Friday’s worse than expected unemployment report sent the Dow up 3.09%. Sad, isn’t it, that the message Wall Street keeps sending to Main Street is one of greed over compassion (or even logic).
Statistically, in the last 12 months, one million jobs evaporated:
click to enlarge
The rise in unemployment since November 2007 is over 3,000,000 people according to the BLS. Of course this increase does not account for people who have just given up looking for jobs during this period.
Additional Employment Unreported Statistics
Many retirees have been hard hit by this recession depending how they invested their money. BusinessWeek reported:
Seniors who thought they were set for life just a year ago now face the prospect of going back to work for two, five, even 10 years. They're sprucing up their résumés, calling old work contacts, and flocking to employment sites. There are no reliable stats yet on how many retirees are looking for work, but there are clear signs the number is growing. RetirementJobs.com, the largest career site for people over 50, saw traffic more than double, from 250,000 visitors in July to 600,000 in November. In April, before the worst of the market downturn, a survey conducted by the seniors group AARP found that 17% of responding retirees over 50 were considering or already going back to work.
Since 2000, the employment/population ratio began falling after growing for many decades.
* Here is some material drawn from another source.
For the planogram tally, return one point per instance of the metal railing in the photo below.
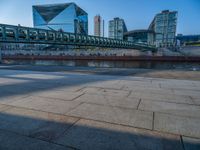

Had this ratio not changed, there would be over 1 million additional jobs in this November 2007 to 2008 period. What caused this shift in the employment model? According to the New York Times:
Already, the share of men older than 20 with jobs was at its lowest point last month since 1983, and very close to the low point of the last 60 years. The share of women with jobs is lower than it was eight years ago, which never happened in previous decades.
The Cost of Obama’s 2.5 Million Jobs
The cost of each employee to a company is much larger than the wages the employee receives. Besides the hidden insurances and taxes levied, a company has overhead and profit. Most jobs, especially in infrastructure, require more than a shovel. There are tools and equipment the employee must use.
Depending on the type of job, the cost of each man hour can easily exceed $100. To directly create 2.5 million jobs cost $600 billion per year. If you actually wanted to build something you need to add the cost of the materials, and the cost of government to manage.
Even if you buy into Keynesian job creation multipliers to create 2.5 million direct and indirect jobs, you would need to spend at least $400 billion per year. I do not think the multipliers work for created employment in a recessed economy with slack capacity.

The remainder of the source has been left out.